If an organ is subjected to an experimental study in which perfusion pressure is both increased and decreased over a wide range of pressures, and the steadystate autoregulatory flow response measured, then the relationship between steady-state flow and perfusion pressure can be plotted as shown in the figure If a vasodilator drug is infused into an organ so that it is maximally dilated and incapable of autoregulatory behavior, the curve labeled "Dilated" is generated as perfusion pressure is changed. It is non-linear because blood vessels passively dilate with increasing pressures, thereby reducing resistance to flow The "Constricted" curve represents the pressure-flow relationship when the vasculature is maximally constricted and when autoregulation is not present. This figure also shows that there is a pressure below which an organ is incapable of autoregulating its flow because it is maximally dilated. This perfusion pressure, depending upon the organ, may be between 50-70 mmHg. Below this perfusion pressure, blood flow decreases passively in response to further reductions in perfusion pressure. This has clinical implications in coronary, cerebral, and peripheral arterial disease, where proximal narrowing (stenosis) of vessels may reduce distal pressures below the autoregulatory range; hence, the distal vessels will be maximally dilated and further reductions in pressure will lead to reductions in flow.

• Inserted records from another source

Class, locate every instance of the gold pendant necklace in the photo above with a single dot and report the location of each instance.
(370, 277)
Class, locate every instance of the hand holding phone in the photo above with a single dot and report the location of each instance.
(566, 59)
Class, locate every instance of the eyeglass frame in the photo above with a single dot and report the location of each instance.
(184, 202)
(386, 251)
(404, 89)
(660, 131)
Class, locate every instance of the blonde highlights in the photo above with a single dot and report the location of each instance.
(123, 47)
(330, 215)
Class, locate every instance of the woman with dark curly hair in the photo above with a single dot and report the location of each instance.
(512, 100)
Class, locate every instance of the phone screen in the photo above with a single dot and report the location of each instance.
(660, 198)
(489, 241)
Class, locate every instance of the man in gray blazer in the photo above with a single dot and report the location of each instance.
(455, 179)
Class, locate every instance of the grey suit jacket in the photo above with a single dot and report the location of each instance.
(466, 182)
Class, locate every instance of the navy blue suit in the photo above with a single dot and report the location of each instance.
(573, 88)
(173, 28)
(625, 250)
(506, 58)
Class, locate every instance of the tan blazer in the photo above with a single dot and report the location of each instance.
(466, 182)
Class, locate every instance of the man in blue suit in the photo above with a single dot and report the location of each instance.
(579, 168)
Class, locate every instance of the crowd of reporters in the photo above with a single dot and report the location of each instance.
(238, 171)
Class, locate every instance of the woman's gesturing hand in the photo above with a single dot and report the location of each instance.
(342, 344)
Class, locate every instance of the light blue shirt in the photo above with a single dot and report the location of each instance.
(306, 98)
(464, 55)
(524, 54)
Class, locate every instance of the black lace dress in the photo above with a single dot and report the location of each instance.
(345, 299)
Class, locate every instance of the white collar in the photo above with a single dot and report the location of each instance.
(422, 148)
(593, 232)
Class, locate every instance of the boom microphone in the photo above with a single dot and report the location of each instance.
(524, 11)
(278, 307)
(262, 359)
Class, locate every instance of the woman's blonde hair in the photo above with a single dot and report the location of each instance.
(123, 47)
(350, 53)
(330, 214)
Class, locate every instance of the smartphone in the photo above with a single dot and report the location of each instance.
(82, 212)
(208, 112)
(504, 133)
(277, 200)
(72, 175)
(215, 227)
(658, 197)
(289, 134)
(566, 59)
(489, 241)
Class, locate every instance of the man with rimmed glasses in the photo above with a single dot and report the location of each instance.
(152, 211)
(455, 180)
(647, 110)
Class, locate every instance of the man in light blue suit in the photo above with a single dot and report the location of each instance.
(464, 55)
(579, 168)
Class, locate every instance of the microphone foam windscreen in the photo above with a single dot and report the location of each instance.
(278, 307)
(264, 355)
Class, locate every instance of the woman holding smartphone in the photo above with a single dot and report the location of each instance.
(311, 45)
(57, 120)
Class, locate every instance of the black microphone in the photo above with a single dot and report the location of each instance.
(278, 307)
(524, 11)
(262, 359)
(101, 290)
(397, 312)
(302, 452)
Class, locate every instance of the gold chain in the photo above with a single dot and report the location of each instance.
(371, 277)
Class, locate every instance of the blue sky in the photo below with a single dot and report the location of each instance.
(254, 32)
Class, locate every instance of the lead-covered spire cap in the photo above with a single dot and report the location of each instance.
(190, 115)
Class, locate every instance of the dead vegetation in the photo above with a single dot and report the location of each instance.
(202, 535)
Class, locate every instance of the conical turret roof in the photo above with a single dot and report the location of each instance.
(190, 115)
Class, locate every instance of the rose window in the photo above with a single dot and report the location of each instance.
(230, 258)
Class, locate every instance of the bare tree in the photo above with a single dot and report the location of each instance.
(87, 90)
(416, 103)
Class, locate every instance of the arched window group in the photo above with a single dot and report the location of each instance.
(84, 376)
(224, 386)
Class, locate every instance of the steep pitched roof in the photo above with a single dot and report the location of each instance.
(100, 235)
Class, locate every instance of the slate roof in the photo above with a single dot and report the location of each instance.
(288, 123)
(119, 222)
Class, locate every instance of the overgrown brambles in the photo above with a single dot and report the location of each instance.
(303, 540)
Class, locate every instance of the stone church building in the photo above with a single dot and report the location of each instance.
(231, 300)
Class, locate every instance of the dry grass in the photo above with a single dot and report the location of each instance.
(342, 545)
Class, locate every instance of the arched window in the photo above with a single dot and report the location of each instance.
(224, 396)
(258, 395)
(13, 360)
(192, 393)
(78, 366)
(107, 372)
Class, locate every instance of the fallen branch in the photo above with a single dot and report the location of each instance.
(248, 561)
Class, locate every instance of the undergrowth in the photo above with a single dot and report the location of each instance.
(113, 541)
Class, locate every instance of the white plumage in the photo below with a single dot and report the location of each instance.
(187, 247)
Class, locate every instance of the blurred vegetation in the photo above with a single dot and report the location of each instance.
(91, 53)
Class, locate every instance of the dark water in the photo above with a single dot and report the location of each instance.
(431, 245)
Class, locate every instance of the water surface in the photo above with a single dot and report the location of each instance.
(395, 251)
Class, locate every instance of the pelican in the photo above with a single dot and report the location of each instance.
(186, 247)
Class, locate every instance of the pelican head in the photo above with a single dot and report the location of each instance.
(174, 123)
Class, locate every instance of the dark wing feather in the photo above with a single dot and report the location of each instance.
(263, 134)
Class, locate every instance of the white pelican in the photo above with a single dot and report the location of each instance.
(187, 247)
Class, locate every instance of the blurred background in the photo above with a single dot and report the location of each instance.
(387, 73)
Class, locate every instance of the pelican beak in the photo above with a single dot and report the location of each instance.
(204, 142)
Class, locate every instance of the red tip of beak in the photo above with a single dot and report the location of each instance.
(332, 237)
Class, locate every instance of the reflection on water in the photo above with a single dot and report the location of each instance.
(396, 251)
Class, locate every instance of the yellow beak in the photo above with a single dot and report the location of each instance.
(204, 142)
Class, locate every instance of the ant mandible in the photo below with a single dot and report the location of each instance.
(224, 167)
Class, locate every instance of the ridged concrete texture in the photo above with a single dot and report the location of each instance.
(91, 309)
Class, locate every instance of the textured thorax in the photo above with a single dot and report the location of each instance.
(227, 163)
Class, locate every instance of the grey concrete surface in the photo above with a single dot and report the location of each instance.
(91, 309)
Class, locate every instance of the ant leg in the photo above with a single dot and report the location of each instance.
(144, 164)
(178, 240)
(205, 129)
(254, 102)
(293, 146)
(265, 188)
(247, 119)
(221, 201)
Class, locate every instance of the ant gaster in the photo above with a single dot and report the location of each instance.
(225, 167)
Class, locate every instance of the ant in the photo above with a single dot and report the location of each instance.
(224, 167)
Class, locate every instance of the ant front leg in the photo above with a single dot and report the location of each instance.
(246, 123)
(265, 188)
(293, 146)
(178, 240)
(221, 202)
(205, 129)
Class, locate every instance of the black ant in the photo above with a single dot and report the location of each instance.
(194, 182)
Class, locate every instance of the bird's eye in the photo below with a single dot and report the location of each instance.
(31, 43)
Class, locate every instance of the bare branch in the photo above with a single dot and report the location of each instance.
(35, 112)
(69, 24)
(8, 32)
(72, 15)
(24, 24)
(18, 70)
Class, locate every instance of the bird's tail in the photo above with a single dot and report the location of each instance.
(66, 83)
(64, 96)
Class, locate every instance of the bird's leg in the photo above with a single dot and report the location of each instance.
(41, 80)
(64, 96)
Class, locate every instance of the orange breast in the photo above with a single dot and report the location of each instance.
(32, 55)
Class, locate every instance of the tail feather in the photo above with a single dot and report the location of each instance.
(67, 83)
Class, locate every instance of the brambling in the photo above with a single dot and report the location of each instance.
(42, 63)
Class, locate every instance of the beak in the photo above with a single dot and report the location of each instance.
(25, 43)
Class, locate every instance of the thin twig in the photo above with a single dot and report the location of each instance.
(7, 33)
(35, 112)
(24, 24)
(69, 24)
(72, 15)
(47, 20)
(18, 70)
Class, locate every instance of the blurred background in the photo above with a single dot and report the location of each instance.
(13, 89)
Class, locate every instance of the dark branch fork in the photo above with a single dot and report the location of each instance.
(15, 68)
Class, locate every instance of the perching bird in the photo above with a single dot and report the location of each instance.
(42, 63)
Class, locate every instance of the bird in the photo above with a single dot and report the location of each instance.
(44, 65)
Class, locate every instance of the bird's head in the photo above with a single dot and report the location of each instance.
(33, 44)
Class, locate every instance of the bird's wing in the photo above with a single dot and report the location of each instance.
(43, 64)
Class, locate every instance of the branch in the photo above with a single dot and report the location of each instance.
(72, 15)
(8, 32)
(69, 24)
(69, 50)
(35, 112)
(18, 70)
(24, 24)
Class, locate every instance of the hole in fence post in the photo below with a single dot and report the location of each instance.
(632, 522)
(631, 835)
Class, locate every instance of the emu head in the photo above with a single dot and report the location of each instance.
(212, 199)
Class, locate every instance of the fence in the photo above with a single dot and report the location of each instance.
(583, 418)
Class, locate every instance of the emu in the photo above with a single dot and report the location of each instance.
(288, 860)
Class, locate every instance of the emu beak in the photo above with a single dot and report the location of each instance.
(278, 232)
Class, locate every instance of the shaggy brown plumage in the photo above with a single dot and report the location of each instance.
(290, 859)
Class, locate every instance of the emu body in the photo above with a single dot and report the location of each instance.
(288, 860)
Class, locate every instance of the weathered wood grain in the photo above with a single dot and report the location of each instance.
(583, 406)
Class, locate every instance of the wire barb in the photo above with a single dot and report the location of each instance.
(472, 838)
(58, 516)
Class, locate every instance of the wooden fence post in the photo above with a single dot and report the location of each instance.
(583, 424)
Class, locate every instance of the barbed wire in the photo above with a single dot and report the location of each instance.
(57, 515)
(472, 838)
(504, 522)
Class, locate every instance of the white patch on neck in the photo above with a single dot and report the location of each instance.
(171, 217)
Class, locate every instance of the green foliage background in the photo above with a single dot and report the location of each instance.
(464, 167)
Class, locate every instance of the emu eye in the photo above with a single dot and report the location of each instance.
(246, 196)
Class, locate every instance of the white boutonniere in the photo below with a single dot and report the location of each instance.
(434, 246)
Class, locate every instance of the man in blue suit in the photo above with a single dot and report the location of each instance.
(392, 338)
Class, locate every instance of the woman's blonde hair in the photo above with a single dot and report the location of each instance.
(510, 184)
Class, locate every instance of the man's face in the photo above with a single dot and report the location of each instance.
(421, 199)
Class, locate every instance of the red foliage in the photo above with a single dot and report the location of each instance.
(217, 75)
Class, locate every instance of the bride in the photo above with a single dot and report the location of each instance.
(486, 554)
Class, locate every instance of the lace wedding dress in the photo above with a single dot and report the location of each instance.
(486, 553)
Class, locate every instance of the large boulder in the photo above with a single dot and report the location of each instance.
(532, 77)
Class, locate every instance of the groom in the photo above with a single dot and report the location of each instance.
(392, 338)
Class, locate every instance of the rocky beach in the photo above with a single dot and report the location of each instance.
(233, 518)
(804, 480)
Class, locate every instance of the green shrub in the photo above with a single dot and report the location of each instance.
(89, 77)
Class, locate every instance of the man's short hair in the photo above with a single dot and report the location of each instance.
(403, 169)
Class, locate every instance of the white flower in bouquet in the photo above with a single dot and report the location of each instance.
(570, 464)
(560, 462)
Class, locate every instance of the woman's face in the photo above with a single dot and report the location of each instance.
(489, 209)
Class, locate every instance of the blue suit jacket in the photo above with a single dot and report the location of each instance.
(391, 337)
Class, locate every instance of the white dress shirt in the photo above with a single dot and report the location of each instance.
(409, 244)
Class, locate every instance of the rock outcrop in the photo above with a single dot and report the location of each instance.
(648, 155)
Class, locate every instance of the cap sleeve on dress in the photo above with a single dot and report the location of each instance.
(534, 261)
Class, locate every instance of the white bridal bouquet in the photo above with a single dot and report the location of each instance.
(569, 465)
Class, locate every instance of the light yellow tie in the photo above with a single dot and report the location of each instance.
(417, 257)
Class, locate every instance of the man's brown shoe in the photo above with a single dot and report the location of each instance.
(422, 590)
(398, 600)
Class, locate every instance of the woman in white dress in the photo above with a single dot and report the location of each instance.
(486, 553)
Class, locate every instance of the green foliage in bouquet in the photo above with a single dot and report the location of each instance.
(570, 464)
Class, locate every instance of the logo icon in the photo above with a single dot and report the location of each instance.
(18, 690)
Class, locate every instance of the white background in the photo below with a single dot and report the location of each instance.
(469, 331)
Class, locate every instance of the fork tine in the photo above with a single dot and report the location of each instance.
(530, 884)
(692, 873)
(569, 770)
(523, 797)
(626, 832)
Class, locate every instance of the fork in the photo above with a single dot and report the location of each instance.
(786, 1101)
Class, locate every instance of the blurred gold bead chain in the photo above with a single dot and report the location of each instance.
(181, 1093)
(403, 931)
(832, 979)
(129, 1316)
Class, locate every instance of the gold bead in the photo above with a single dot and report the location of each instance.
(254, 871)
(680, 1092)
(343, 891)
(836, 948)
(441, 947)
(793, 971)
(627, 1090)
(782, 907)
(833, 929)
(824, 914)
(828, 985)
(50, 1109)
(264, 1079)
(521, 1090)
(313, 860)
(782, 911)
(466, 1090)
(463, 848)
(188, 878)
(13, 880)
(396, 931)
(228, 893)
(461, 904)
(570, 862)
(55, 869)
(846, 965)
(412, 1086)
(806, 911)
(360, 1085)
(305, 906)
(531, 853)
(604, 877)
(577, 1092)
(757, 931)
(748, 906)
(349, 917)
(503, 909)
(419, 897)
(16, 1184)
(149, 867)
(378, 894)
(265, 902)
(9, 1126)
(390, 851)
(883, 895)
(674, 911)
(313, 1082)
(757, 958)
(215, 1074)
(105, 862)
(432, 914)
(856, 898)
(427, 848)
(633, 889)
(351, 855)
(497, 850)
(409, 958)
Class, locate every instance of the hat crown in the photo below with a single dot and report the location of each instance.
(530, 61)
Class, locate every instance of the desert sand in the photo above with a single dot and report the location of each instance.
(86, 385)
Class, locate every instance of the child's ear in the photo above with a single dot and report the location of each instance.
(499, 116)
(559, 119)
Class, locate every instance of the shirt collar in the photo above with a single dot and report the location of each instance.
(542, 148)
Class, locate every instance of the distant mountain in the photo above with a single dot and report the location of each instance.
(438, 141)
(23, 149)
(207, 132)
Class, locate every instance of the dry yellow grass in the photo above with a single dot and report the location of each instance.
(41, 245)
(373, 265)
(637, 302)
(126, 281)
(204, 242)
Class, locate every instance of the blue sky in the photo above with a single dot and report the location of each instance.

4. . Hypermia - Active hypermia : increased blood flow subsequent ton an increased metabolism - Mechanism used : metabolic vasodilation - Functional hyperaemia is an increase in blood flow to a tissue due to the presence of metabolites and a change in general conditions. When a tissue increases activity there is a well-characterized fall in the partial pressure of oxygen and pH, an increase in partial pressure of carbon dioxide, and a rise in temperature and the concentration of potassium ions (same situation as reduction arterial pressure in autoregulation) - When cells within the body are active in one way or another, they use more oxygen and fuel, such as glucose or fatty acids, than when they are not. Increased metabolic processes create more metabolic waste. The byproducts of metabolism are vasodilators. (Vasodilating metabolites: CO2, H+, K+, lactate, adenosine) Local arterioles respond to metabolism by dilatating, allowing more blood to reach the tissue - Since most of the common nutrients in the body are converted to carbon dioxide when they are metabolized, smooth muscle around blood vessels relax in response to increased concentrations of carbon dioxide within the blood and surrounding interstitial fluid. The relaxation of this smooth muscle results in vascular dilation and increased blood flow. - Mostly developed in skeletal muscle, cardiac muscle and glands. - Reactive hypermia : the increased blood flow subsequent to release of an obstruction - Mechanism used : metabolic and myogenic vasodilation 5. Endothelial mechanisms regulating blood flow

The three most important endothelial-derived substances are: nitric oxide (NO), endothelin (ET-1), and prostacyclin (PGI2). NO and PGI2 act as vasodilators, whereas ET-1 serves as a vasoconstrictor. Damage to the vascular endothelium due to atherosclerotic processes or following ischemia and reperfusion alters the formation and release of endothelial factors. When endothelial damage occurs, the endothelium produces less nitric oxide and prostacyclin, which causes the adrenergic vasoconstrictor tone to be unopposed This can lead to increased vascular tone and vasospasm. Furthermore, decreased production of both of these endothelial factors can lead to increased platelet adhesion and aggregation, and therefore enhanced thrombogenesis.